Global Operator Overloads
Peter Alexander
peter.alexander.au at gmail.com
Sun Oct 20 04:15:11 PDT 2013
This seems to have been discussed a couple of times in the past,
but nothing appears to have come of it.
I have read the rationale against global operator overloads
(http://dlang.org/rationale.html) but the arguments are weak. The
first argument is that stylistically, operators belong as
members, and the second is that operators often need private
member access. The first "argument" is just opinion, and the
second is simply false in most cases I can think of. Even if the
second were true, it's not an argument against global operators
since overloads in the same module would have access.
There are at least three benefits to allowing global operator
overloads:
1. Consistency. Operators are just functions with special syntax.

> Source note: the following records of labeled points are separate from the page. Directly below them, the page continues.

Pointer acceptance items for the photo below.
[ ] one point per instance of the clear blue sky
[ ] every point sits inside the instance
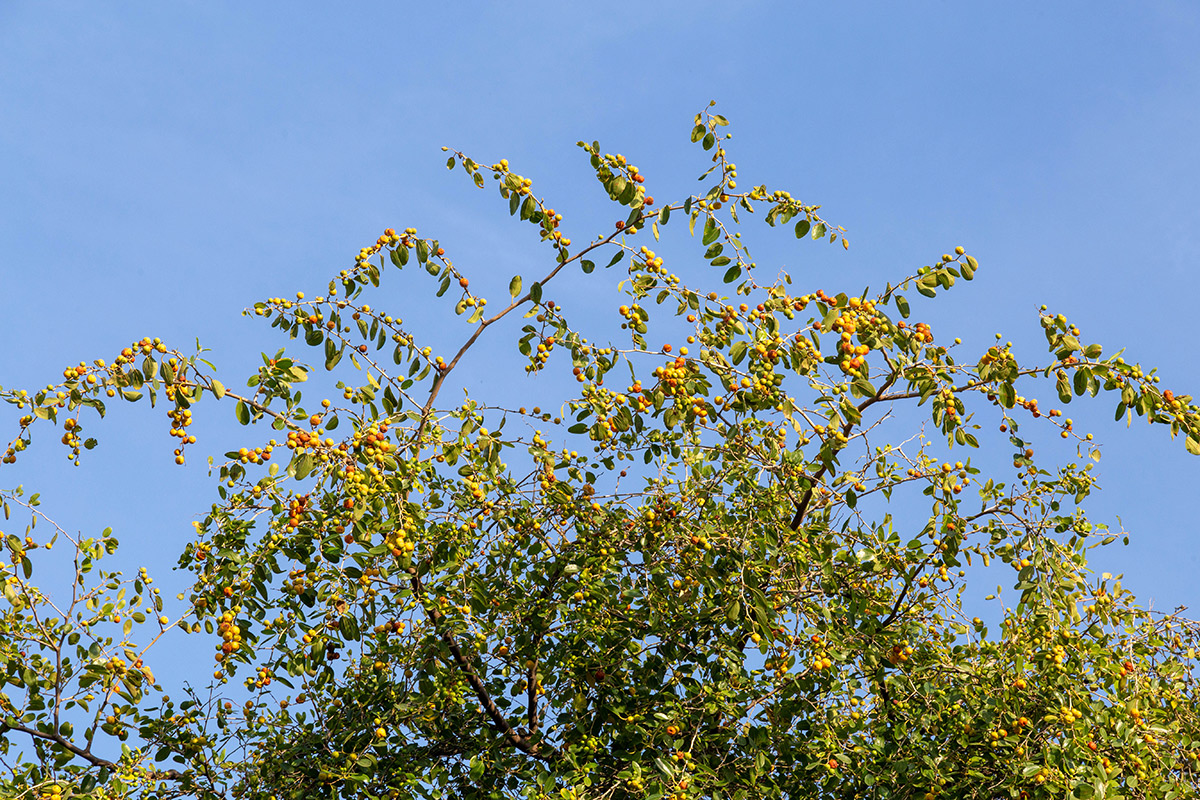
(165, 166)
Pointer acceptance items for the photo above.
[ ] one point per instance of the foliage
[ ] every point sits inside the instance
(741, 573)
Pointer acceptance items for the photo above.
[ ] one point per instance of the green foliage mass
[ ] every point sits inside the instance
(732, 564)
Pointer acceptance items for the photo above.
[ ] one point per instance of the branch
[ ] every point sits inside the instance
(485, 699)
(802, 507)
(87, 755)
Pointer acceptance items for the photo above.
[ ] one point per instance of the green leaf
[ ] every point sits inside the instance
(300, 467)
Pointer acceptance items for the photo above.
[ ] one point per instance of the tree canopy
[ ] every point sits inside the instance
(735, 563)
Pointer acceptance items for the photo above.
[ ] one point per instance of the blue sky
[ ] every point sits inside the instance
(166, 166)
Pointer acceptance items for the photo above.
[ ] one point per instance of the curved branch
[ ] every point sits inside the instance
(802, 507)
(87, 755)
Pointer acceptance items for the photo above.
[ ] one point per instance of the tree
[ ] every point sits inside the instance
(738, 572)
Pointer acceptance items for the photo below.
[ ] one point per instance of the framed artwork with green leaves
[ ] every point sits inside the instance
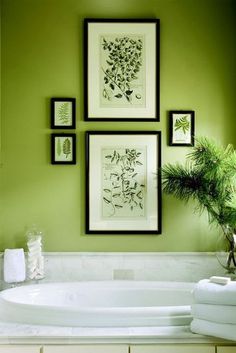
(63, 113)
(121, 69)
(182, 126)
(63, 148)
(123, 187)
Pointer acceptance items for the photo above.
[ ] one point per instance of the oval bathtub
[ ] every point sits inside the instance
(99, 304)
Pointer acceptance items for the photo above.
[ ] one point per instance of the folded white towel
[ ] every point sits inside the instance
(14, 265)
(203, 327)
(225, 314)
(206, 292)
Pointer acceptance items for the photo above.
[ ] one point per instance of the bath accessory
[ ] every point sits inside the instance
(204, 327)
(206, 292)
(223, 314)
(220, 280)
(35, 264)
(14, 265)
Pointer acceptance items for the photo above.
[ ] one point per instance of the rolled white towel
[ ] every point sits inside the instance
(206, 292)
(14, 265)
(204, 327)
(225, 314)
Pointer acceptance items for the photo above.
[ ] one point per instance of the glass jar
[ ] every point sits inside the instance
(35, 259)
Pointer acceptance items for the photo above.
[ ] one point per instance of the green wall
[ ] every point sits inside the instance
(42, 57)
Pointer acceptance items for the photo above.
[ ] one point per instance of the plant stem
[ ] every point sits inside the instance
(123, 92)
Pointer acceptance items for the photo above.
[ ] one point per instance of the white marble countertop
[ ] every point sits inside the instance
(11, 333)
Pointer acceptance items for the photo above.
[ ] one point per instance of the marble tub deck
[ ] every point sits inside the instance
(13, 333)
(188, 267)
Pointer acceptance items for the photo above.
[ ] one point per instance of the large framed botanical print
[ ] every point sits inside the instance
(123, 190)
(121, 69)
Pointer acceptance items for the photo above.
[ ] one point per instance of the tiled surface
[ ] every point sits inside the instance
(189, 267)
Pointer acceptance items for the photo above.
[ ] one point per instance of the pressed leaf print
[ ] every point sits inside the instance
(58, 147)
(63, 113)
(122, 70)
(124, 179)
(67, 147)
(182, 124)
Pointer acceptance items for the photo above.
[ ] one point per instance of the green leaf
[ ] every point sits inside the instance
(67, 147)
(106, 200)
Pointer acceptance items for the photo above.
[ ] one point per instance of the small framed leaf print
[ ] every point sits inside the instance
(63, 113)
(63, 149)
(182, 127)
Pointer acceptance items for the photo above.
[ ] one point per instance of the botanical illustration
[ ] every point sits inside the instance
(63, 149)
(122, 70)
(63, 113)
(182, 123)
(181, 128)
(124, 182)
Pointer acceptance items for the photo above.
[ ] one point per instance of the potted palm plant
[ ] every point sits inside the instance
(208, 178)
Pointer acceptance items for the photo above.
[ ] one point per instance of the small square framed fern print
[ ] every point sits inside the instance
(182, 126)
(63, 149)
(63, 113)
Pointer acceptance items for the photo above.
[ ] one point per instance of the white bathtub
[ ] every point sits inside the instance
(100, 303)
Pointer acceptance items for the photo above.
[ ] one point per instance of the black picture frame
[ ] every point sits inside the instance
(145, 103)
(63, 113)
(112, 207)
(181, 128)
(63, 148)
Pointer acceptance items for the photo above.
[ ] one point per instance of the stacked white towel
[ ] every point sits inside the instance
(14, 265)
(214, 310)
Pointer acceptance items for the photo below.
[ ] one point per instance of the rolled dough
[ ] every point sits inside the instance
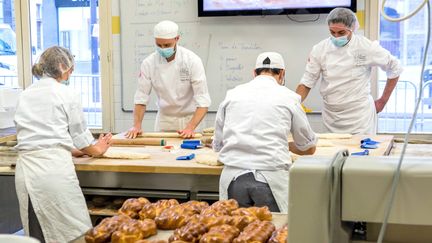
(115, 154)
(334, 135)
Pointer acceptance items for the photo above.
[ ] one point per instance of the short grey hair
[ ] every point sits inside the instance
(344, 16)
(53, 62)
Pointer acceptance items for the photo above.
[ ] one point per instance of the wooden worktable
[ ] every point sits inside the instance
(164, 162)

Semantically, there should be no difference between (a + b) and
add(a, b), so why must the operator be a member function of 'a'
while 'add' can be global?
2. Genericity: By restricting operators to member functions, you
cannot define operators that work across a number of different
types.
3. Extensibility: By restricting operators to member functions,
you cannot add operators to types that have forgotten to define
them if you don't have access to the source.
Some motivating examples for genericity:
bool opEquals(R1, R2)(R1 a, R2 b)
if (isInputRange!R1 && isInputRange!R2)
{
return equal(a, b);
}
auto opBinary(string op, T)(T x, uint n)
if (op == "^^" && isMonoid!(T, "*"))
{
return exponentiationBySquaring(x, n);
}
auto opSliceAssign(R, T)(R r, T v)
if (isRandomAccessRange!R &&
hasLength!R &&
is(T : ElementType!R) &&
hasAssignableElements!R)
{
foreach (i; 0..r.length)
r[i] = v;
}
(please forgive any mistakes in the examples, I haven't tested
them or spent too long thinking about them)
I think D would benefit from allowing global operator overloads.
Semantically they should work just like global functions, i.e.
lookup prefers member functions if available, and fall back to
global functions otherwise. I don't believe there are any
backwards-compatibility issues.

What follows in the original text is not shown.